Last year, would not be as bad, I hoped, and by a hair width it wasn’t.  But it was the second most difficult year to find my way into the lake by a long shot.   February had zero decent days to make my plunge on.  For weeks, I watched the water waiting for the giant ice floes to leave Sleeping Bear Bay, and finally on a very bitter day, the ice floated out a micro inch and gave me enough open water to squeeze my body into.  But that water was a slushy mess that scratched my skin.  

October is nearly always the toughest month to jump in.  It marks the first of 8 months of frigid plunges in a row.  Some of the plunges over the winter will be in 6 foot waves.  Some will mean bringing a ladder to the beach to lower myself over the big ice banks.  Usually there is a day I need to chop a hole in the ice.  But, here I was, just two days before the end of October, just two days away from letting my 188 month long streak end, and I am having second thoughts.  It was a nice day – this 29th day of October and it would be an easy dive.

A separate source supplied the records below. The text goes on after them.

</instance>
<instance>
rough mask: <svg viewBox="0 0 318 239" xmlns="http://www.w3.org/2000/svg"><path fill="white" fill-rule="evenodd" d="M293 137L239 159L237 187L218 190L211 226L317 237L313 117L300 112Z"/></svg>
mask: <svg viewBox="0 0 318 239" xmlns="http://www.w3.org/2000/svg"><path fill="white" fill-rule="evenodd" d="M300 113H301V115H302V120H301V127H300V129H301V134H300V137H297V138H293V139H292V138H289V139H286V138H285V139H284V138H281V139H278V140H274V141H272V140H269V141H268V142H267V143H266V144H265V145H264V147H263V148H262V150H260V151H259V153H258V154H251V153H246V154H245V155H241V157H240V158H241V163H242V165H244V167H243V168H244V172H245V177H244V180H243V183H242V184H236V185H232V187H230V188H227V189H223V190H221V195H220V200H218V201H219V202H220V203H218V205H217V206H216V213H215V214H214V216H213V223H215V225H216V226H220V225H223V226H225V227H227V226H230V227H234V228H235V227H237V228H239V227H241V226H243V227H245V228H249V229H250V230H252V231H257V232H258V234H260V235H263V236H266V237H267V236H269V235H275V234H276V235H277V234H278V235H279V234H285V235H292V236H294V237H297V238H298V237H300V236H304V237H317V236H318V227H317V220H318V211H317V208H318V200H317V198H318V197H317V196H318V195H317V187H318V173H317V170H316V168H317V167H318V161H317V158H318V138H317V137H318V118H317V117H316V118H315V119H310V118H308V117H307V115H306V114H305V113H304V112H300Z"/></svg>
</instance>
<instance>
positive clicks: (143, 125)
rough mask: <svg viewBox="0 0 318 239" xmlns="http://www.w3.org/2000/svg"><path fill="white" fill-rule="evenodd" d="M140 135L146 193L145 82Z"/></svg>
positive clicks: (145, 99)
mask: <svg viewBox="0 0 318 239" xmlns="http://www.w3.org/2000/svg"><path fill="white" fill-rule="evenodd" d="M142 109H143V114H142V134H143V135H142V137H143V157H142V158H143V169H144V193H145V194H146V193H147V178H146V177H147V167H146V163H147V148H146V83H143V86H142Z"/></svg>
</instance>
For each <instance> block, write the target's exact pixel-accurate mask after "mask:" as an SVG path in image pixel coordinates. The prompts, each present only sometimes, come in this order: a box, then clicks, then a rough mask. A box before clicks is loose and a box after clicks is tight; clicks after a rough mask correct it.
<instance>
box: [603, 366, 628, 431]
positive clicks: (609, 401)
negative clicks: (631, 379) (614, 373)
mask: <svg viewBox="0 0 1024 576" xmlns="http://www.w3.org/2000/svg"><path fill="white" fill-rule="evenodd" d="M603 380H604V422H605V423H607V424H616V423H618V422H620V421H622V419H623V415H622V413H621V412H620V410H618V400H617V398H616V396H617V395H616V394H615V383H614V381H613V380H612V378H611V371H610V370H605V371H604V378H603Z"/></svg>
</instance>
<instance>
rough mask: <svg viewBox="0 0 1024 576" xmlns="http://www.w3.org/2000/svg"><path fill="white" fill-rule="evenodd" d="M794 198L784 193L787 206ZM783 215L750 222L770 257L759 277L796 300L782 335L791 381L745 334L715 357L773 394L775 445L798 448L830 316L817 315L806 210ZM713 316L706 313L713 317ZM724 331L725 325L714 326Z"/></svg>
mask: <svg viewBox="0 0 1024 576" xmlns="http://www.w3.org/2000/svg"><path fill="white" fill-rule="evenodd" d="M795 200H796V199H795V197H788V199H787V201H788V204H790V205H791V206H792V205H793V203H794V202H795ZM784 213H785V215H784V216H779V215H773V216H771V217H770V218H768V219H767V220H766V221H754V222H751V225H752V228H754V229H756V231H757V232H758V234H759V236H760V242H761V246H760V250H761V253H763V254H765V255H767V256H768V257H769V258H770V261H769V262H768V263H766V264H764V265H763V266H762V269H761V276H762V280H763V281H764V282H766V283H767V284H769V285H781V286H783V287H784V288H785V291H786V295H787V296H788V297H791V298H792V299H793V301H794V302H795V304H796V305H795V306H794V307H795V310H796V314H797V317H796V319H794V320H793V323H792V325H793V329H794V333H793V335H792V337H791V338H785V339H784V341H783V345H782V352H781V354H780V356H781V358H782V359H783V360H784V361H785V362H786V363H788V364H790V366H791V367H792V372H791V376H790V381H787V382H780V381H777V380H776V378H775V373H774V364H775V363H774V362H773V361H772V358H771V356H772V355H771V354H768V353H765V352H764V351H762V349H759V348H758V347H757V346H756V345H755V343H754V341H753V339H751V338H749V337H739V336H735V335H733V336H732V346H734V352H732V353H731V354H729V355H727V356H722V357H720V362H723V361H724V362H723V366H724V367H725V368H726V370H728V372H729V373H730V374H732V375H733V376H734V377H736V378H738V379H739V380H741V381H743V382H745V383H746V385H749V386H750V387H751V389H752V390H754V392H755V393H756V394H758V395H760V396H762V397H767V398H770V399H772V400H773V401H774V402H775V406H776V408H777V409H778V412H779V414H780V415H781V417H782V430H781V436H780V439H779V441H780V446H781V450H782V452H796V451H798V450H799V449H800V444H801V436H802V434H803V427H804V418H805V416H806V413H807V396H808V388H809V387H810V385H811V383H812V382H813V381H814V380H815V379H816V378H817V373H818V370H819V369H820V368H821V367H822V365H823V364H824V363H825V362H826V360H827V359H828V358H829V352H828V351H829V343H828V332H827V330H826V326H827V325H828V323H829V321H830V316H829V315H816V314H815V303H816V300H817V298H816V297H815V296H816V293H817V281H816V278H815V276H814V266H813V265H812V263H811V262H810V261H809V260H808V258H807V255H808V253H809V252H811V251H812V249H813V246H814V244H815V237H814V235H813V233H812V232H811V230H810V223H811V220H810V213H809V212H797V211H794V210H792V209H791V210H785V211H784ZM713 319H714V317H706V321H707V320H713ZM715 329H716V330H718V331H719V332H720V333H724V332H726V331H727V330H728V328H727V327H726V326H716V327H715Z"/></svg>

But I am already enjoying a new monthly activity.  I am sleeping outside one day each month.  I have already done 6 months and every outing has been fun.  Plus, camping out is a much more family oriented activity.   

But here I was in late October taking a detour in my truck on the way back to my office.  It was lunchtime and nobody was expecting me.  I headed to my favorite beach just east of DH Day Campground.  I did my usual jumping jack warm up moves from the car thru the hardwoods, then white pines, then scotch pines, then by a few cottonwoods growing on the last dune, then onto the beach.  I ran into the wind and I did some push ups.  After ten minutes, I was warm.  I stripped and waded out to waist deep in the crystal calm and 40 degree water.  

The jump in was easy.  The jump out left me smiling and yelling for joy.  I stepped up on the beach and everything came clear and real again.   I felt radiant and purified.  My mind was erased and empty.   

I stood wet staring thoughtlessly at the beach stones spread across the sand inches apart from each other like someone had set up a game board.  I stared empty minded at the tree line growing up the side of the south manitou dune.  I stared at the undulations of the beautiful yellow, green and brown leafed hills and noted how dark the white pines look during this time of year.  I felt the cold sand on my feet and the crisp air against my skin.  I was no longer watching nature, I was in it.  I was no longer thinking about a moment.  I was in this one completely.

I put my clothes on slowly and regretfully, but I would be shivering soon as it was 45 degrees with a breeze.  I headed toward the car, but as I walked back up, things felt so much more beautiful and peaceful than when I came down, just minutes ago.  I took a detour to be with the scotch pines, the little dunes, the bear berries and the grey sky and breeze for a few minutes more.

The rest of my day and the following days left me with a subtle and serene glow.  I jumped in again on Nov 2nd.  Ah, a few more jump ins won’t hurt anyone.